Le secteur bancaire parallèle (fonds de crédit privé, prêteurs immobiliers commerciaux, véhicules de prêts à effet de levier) est assis sur un mur de refinancement de 1 500 milliards de dollars de prêts immobiliers commerciaux arrivant à échéance d’ici la fin 2026. Ces prêts ont été souscrits dans un autre monde : taux d’intérêt bas, valeurs immobilières en hausse, taux d’occupation stables. Ce monde n’existe plus. Les taux d’intérêt ne sont pas revenus à leurs niveaux planchers d’après 2008. Le taux d’occupation de l’immobilier commercial ne s’est pas remis du passage au télétravail. Les valeurs des principaux marchés de bureaux ont baissé de trente à quarante pour cent par rapport à leurs sommets.
Quarante pour cent des emprunteurs de crédit privé ont désormais un flux de trésorerie disponible négatif. Ils ne peuvent pas couvrir leurs charges d’exploitation et le service de leur dette avec leurs revenus. Certains empruntent davantage pour rester à jour. D’autres utilisent un mécanisme appelé intérêts « Payment-in-Kind » (PIK), où l’emprunteur ne paie pas les intérêts en espèces : les intérêts impayés s’ajoutent au principal du prêt. Le bilan comptable indique que le prêt est performant. L’immeuble est à moitié vide. Le défaut de paiement n’a pas encore eu lieu, mais uniquement parce qu’il a été reclassé en croissance.
Ces fonds ne peuvent pas se tourner vers la banque centrale pour un renflouement quand le mur les frappe, et il les frappe en ce moment, de 2026 jusqu’en 2027. Ce ne sont pas des banques réglementées. Ils n’ont pas accès aux facilités de prêt de la Réserve fédérale. Ils sont, par conception, en dehors du périmètre réglementaire. Ils ont été placés en dehors du périmètre réglementaire parce que leurs investisseurs (fonds spéculatifs, fonds de pension, fonds souverains) voulaient des rendements plus élevés et moins de contrôle. Ils ont obtenu les deux. Maintenant, ils vont en subir les conséquences, et ces conséquences traverseront l’économie comme un calcul rénal traverse un corps : lentement, douloureusement, en endommageant tout sur leur passage.
Les liens entre les quatre crises sont directs. Les entreprises qui dépendent du crédit privé pour leur financement font simultanément face à des coûts d’emprunt plus élevés à cause du mur de refinancement, à des coûts de production plus élevés à cause des droits de douane, et à des coûts d’exploitation plus élevés à cause du choc énergétique. Pendant ce temps, le capital qui pourrait financer l’économie productive est détourné vers la construction de centres de données, un investissement qui n’emploiera pas beaucoup de travailleurs et ne produira pas de biens que les travailleurs puissent acheter.

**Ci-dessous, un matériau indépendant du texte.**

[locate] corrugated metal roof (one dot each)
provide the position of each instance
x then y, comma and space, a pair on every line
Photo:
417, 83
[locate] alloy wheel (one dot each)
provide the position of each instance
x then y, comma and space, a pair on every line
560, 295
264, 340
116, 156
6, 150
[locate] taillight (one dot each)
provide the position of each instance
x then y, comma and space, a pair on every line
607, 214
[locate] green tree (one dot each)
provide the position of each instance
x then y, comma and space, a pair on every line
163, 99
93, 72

Le gouvernement a déclenché une guerre qui a fait monter le prix du carburant. Le gouvernement a imposé des droits de douane qui ont fait monter le prix des marchandises. Les propres tribunaux du gouvernement ont déclaré ces droits illégaux, et le gouvernement les a rétablis le jour même. La banque centrale ne peut pas baisser les taux d’intérêt pour relancer l’économie, parce que la guerre et les droits de douane poussent les prix à la hausse, et une baisse des taux les pousserait plus haut encore. Elle ne peut pas relever les taux pour contrôler les prix, parce que l’immobilier commercial, le crédit privé et une large part de l’économie américaine portent une dette si lourde que des taux plus élevés déclencheraient une cascade de défauts. Le gouvernement est pris au piège entre l’inflation qu’il a créée et la crise de la dette qu’il a permise.

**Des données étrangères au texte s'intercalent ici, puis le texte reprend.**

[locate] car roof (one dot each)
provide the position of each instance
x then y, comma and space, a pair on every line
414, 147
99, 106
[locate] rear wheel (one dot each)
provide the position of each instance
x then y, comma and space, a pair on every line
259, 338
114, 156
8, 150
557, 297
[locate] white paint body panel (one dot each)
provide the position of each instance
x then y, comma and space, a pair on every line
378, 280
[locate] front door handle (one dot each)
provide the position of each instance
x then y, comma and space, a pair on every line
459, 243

C’est la spirale de l’idiotie catastrophique. La guerre était une décision. Les droits de douane aussi. La déréglementation qui a engendré la bulle du système bancaire parallèle aussi. Le refus de planifier ce qui arrive quand le secteur de l’IA tente d’absorber le réseau électrique d’un pays qui vient de déclencher une guerre dans le golfe Persique aussi. Ce sont des choix faits dans des bureaux par des gens bardés de diplômes et entourés de conseillers, et chaque coût a été transféré à la classe ouvrière.
Jean-Marc Deschamps est membre du Secrétariat politique du Comité exécutif de l’Internationale communiste et ancien ouvrier de chantier naval et délégué syndical CGT à Saint-Nazaire.